L’ambition d’AMLO, qui se veut porteur de la « Quatrième Transformation » mexicaine (après la révolution de l’Indépendance en 1821, la révolution libérale de Benito Juarez dans les années 1850 et la Révolution mexicaine des années 1910 qui a conduit au pouvoir le Parti Révolutionnaire Institutionnel (PRI)) était grande et ses objectifs en partie atteints. Mais une tâche assombrit tout de même son bilan. C’est la tâche rouge sang de la criminalité liée au narcotrafic et à ses corollaires. Durant son mandat, elle est restée à des niveaux extrêmement élevés avec un nombre d’assassinats dépassant les 30 000 par an, un standard établi depuis la « guerre » déclarée au narcotrafic par son prédécesseur Felipe Calderón en 2006. Sa politique sécuritaire pacifiste (« Abrazos, no Balazos », littéralement : « des Câlins, pas des Balles ») est un échec cuisant et, face à cette situation, l’État mexicain, sous AMLO comme sous ses prédécesseurs, n’a réussi qu’à offrir une impunité presque totale aux criminels, avec un taux d’élucidation des crimes inférieur à… 4 %.

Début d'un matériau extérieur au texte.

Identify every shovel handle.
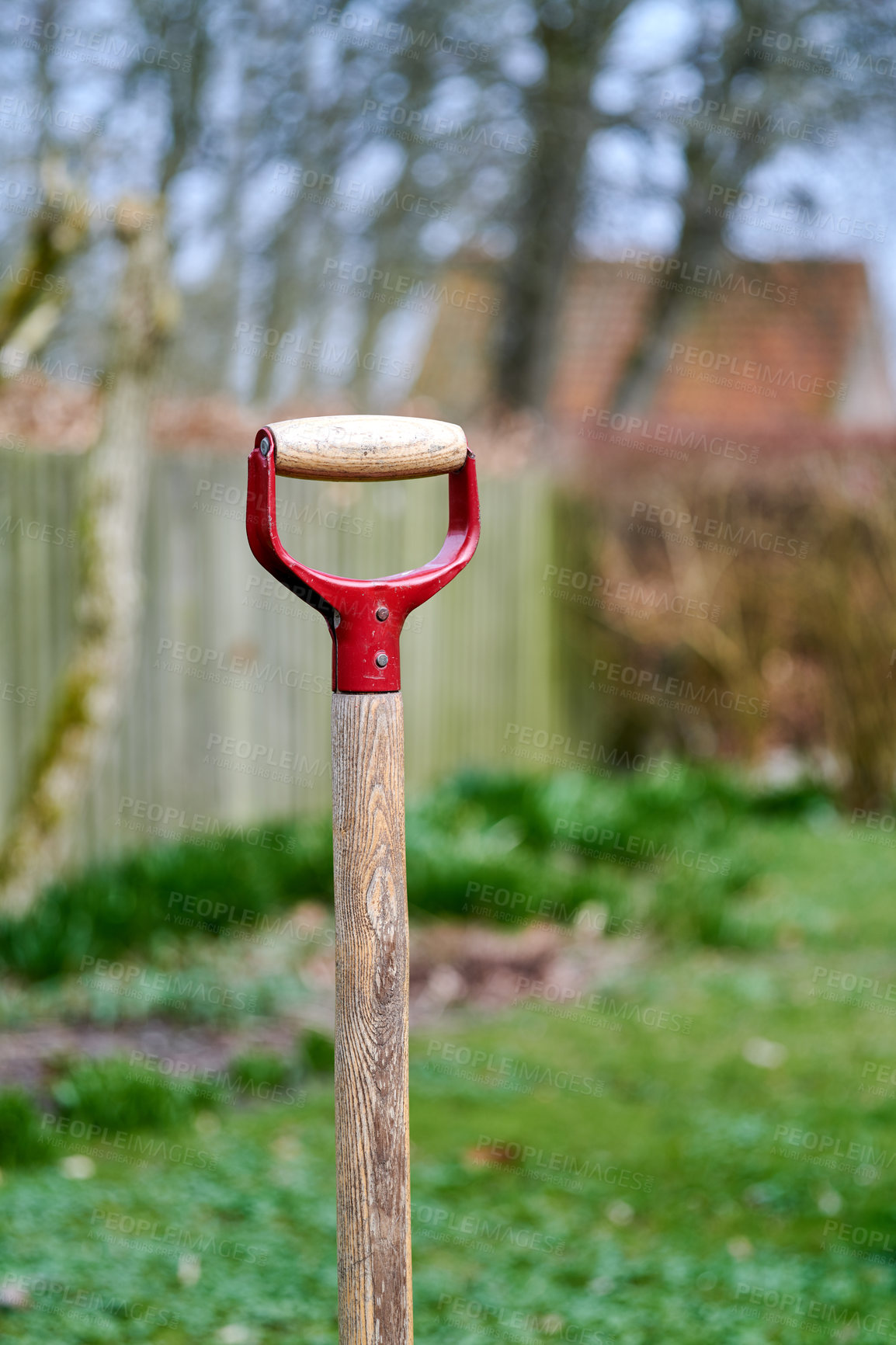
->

Un autre reproche adressé à AMLO est sa tendance à radicaliser ses rapports aux contre-pouvoirs traditionnels que sont la presse, les ONG, ou la Justice. Leur liberté de ton ou leur indépendance leur ont valu de violentes attaques de sa part. Cela a été le cas en particulier lors de la limitation apportée par la Justice à sa volonté de militariser la sécurité publique (l’exact contraire de ce qu’il avait annoncé dans son programme). Sur un autre plan, sa volonté de réduire drastiquement les prérogatives du Tribunal électoral, qui a accompagné la démocratisation du pays, a été enrayée par les juges, à sa plus grande colère.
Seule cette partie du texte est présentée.